A declaração de Medeiros, que não citou qualquer farmacêutica, pode ser um indicativo de que a vacina da Pfizer está fora dos planos do governo. O Ministério da Saúde, no entanto, vem afirmando que acompanha os ensaios clínicos e priorizará o imunizante que receber o registro da Agência Nacional de Vigilância Sanitária (Anvisa), que avalia a segurança e eficácia dos produtos.

Ao dizer que é desejável que a vacina seja “fundamentalmente” termoestável em temperaturas positivas, Medeiros também destacou que a pasta prefere um imunizante em dose única:

— O que nós queremos de uma vacina? (…) Que idealmente ela seja feita de dose única, embora muitas vezes isso talvez não seja possível, só seja possível em mais de uma dose, mas que ela seja fundamentalmente termoestável por longos períodos, em temperaturas de 2ºC a 8ºC graus — disse. — Por quê?
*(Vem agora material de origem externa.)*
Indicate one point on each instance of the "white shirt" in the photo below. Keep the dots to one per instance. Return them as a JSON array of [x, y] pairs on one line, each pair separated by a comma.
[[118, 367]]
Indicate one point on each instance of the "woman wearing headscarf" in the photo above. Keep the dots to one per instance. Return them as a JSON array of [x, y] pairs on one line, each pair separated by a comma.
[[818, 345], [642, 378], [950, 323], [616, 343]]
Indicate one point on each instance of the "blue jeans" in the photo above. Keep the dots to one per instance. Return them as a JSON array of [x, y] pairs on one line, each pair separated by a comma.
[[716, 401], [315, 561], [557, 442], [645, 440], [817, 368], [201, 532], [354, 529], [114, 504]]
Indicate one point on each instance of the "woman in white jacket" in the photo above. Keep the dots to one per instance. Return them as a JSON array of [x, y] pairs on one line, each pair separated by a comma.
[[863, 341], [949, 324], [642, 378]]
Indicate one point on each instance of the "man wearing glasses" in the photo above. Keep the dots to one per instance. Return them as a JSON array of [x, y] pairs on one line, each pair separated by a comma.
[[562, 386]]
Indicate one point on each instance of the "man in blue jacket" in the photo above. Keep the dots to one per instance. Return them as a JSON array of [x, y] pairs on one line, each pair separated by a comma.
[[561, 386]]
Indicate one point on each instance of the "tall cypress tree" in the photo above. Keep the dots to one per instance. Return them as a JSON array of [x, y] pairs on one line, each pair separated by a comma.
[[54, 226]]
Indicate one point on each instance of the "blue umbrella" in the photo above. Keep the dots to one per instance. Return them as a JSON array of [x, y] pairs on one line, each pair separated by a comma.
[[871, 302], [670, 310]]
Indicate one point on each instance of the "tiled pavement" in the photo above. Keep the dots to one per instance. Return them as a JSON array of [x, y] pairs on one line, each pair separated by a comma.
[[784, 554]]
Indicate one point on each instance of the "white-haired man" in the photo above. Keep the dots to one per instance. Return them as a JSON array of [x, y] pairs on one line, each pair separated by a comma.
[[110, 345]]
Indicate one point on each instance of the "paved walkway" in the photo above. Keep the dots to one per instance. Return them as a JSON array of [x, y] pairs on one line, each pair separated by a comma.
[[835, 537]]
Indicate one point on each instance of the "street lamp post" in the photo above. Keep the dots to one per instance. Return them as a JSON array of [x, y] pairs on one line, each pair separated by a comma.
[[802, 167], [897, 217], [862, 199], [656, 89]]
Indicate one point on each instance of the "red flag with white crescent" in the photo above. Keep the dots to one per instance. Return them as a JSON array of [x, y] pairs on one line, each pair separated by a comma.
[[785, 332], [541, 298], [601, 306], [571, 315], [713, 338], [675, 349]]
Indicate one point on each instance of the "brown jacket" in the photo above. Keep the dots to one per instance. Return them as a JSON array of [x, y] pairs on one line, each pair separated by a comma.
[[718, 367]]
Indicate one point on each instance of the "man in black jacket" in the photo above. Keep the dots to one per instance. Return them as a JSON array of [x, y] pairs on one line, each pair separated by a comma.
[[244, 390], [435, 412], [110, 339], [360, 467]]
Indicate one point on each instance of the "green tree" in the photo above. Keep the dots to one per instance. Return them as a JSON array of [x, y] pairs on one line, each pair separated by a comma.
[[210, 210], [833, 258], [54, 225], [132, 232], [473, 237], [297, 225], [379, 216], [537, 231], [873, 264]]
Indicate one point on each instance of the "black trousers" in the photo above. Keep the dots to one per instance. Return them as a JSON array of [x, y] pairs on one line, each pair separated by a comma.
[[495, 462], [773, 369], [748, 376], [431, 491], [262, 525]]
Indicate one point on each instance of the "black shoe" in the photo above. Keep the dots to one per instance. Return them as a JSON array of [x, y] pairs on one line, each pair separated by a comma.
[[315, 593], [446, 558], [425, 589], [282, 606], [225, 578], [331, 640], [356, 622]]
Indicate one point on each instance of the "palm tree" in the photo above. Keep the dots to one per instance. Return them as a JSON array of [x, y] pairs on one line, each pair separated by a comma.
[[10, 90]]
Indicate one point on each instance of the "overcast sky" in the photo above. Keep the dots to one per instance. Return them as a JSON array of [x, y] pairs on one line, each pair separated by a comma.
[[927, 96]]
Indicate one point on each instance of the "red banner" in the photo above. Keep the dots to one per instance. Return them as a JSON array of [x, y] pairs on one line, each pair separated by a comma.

Porque a nossa rede de frios, nessas 34 mil salas, é montada e estabelecida com uma rede de frios de aproximadamente 2°C a 8°C.

O imunizante da Pfizer só consegue permanecer por cinco dias a temperaturas dentro do padrão desses refrigeradores, que são semelhantes a geladeiras comuns. A farmacêutica já havia informado que poderia fornecer equipamentos necessários para a manutenção das doses, sem dar detalhes.

Já no âmbito da dosagem, a incerteza é ainda maior. A única vacina candidata com acordo firmado pelo Ministério da Saúde, desenvolvida pela farmacêutica britânica AstraZeneca em parceria com a Universidade de Oxford (Reino Unido), foi desenvolvida com base em duas doses.

O imunizante da Moderna, que faz parte da Covax Facility, iniciativa coordenada pela Organização Mundial da Saúde (OMS) da qual o Brasil é signatário e elegível para receber doses, pode ser refrigerado nas temperaturas apontadas como ideais pelo secretário Arnaldo Medeiros. Apenas o armazenamento por mais de 30 dias precisaria ser feito a -20°C. No entanto, os testes clínicos também foram desenhados visando uma dose dupla.

Ontem, a Pfizer e a BioNTech informaram que solicitaram ao regulador de medicamentos da Europa autorização para o uso emergencial de sua vacina no continente. As duas companhias submeteram anteriormente pedidos semelhantes nos Estados Unidos e no Reino Unido e, na última semana, divulgaram que seu imunizante candidato é 95% eficaz contra o novo coronavírus.